小松菜部会役員の皆さん(写真右から、和田英樹部会長(57)、燗c仁司さん(64)、燗c智公さん(42)、北村安幸さん(59))

 県内屈指の小松菜産地である神戸町。生産量は県内の約9割を占めています。そんな一大産地で栽培を担っているのが、下宮青果部会協議会小松菜部会です。生産者79人が40ヘクタールのハウスで周年栽培し、岐阜や名古屋、北陸市場へ出荷しています。
 同町の小松菜産地としての歴史は30年以上になりますが、ダイコンやホウレンソウなど数々の品目転換を経て、現在に至っています。
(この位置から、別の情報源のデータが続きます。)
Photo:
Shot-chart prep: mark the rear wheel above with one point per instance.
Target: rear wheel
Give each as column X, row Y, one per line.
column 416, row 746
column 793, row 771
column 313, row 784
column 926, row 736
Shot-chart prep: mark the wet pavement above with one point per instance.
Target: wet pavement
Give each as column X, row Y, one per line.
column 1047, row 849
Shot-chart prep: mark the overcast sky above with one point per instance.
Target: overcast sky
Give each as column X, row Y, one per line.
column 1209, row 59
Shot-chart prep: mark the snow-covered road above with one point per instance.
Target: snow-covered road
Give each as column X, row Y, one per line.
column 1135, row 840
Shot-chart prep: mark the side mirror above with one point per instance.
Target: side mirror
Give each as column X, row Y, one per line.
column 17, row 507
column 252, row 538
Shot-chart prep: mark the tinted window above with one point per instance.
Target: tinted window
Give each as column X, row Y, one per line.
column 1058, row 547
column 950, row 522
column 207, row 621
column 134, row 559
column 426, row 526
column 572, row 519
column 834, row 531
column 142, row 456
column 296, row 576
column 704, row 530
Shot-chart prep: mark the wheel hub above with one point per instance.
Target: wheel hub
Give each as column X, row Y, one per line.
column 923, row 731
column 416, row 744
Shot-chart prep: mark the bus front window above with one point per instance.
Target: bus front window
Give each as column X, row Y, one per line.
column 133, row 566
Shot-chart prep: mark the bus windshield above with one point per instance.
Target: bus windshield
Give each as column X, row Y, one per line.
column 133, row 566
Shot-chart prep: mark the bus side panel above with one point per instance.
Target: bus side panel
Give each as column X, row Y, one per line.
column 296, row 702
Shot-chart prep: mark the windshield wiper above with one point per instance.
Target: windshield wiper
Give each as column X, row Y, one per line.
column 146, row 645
小松菜の栽培が定着してからは、部会員同士でバラつきのあった栽培管理について標準的な栽培暦を作成することで統一。加えて季節に応じた最適な品種選定も行いながら、部会全体で品質や出荷量の向上を図り、一大産地を築き上げてきました。和田英樹部会長は「栽培暦によって高いレベルで品質が均一化できるようになった。高品質な小松菜生産こそがこの産地のこだわりでもあり強み」と話しています。
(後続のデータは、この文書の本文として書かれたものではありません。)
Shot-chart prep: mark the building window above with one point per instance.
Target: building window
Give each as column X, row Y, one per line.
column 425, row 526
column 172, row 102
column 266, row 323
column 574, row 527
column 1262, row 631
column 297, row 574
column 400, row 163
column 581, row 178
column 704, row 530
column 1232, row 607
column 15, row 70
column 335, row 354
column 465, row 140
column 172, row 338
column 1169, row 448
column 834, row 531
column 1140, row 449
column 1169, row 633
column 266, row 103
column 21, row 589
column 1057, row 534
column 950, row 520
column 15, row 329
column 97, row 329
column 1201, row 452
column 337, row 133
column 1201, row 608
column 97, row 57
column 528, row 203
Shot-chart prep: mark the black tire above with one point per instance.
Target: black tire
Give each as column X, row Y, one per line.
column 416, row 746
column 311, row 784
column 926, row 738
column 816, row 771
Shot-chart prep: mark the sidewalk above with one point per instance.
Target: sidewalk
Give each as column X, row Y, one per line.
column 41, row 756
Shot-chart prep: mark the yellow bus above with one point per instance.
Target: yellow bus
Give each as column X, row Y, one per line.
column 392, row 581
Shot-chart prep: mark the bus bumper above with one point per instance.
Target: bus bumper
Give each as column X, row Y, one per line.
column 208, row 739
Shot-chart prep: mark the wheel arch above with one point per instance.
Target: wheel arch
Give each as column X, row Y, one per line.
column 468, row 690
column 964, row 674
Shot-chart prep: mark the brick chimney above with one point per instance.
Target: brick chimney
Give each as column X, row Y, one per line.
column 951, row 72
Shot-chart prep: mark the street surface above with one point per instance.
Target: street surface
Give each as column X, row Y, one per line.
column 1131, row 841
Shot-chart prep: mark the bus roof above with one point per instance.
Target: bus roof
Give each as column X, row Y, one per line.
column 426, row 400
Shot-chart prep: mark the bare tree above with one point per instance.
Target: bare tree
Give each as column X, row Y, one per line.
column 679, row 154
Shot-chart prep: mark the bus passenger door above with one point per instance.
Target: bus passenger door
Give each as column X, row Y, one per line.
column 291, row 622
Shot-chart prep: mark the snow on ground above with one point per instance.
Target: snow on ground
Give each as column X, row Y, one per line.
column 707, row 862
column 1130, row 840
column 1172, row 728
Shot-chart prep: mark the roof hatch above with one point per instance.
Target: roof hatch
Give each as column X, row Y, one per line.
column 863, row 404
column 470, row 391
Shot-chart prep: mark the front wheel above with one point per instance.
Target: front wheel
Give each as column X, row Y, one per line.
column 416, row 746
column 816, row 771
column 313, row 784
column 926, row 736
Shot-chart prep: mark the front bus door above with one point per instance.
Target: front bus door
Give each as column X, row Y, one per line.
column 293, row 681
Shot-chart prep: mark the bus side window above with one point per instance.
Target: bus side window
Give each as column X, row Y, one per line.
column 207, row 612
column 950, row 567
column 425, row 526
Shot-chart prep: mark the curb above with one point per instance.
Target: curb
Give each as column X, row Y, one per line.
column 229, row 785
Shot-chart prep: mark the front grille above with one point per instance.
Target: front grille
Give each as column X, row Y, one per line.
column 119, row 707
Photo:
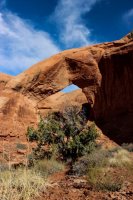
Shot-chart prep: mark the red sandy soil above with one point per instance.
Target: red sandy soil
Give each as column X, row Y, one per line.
column 66, row 187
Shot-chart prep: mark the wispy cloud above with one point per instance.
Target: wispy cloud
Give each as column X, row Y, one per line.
column 69, row 17
column 128, row 17
column 21, row 45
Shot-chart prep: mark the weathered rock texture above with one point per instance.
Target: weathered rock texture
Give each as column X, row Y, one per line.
column 104, row 72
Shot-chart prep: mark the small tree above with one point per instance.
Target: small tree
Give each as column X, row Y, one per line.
column 65, row 133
 近年は、消費者ニーズを踏まえ、安全・安心への取り組みも強化しています。部会員全員が防虫ネットや害虫の交配を抑制するフェロモン剤を使用し、減農薬栽培に努めています。また、複数のスーパーと商談を行い、契約栽培を増やしたり、パッケージに町のイメージキャラクター「ばら菜」のイラストを入れて認知度向上を図ったりして、販売面でも工夫しています。「競合産地が増える中、現状に満足していては産地として後退してしまう。良いと思った取り組みには積極的に挑戦していきたい」と和田部会長は意欲を見せます。
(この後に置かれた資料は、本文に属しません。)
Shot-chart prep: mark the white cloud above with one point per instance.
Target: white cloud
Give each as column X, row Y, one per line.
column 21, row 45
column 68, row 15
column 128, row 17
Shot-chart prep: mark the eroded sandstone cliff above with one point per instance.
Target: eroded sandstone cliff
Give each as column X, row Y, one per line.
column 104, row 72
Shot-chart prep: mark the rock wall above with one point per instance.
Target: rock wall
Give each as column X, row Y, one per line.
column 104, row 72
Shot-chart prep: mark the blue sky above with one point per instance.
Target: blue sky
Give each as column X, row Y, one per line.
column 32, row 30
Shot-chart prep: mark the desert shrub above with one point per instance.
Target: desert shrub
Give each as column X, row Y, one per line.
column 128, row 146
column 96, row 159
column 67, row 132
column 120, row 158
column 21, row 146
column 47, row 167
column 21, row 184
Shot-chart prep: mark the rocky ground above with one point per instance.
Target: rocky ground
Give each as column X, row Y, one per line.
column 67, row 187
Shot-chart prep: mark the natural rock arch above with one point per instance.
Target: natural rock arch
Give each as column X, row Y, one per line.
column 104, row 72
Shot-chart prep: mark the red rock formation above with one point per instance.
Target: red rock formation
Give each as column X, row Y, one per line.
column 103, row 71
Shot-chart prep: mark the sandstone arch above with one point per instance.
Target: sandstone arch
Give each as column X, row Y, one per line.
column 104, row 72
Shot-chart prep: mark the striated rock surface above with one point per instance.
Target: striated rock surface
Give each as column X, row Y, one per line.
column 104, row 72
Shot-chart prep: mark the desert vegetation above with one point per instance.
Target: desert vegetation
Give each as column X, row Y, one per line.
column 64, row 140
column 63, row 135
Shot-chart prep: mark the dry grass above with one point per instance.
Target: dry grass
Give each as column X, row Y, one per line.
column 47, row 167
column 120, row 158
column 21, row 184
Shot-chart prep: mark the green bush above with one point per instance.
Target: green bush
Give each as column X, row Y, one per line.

 12月から1月にかけては雑煮需要もあり小松菜の引き合いが強くなります。和田部会長は「神戸町の小松菜はアクが少なく、味にくせがないため、汁物以外にも炒め物やおひたしなど幅広く使ってもらうことができる。こだわりの小松菜をたくさんの人に食べてもらいたい」と話しています。
(2017年12月号)

小松菜の画像

産地DATA
「小松菜」

  • 産地:神戸町
  • 生産組織:下宮青果部会協議会小松菜部会
  • 部会員数:79人
  • 栽培面積:延べ40ヘクタール
  • 出荷期間:通年
  • 出荷数量:28万ケース(1ケース=6キロ)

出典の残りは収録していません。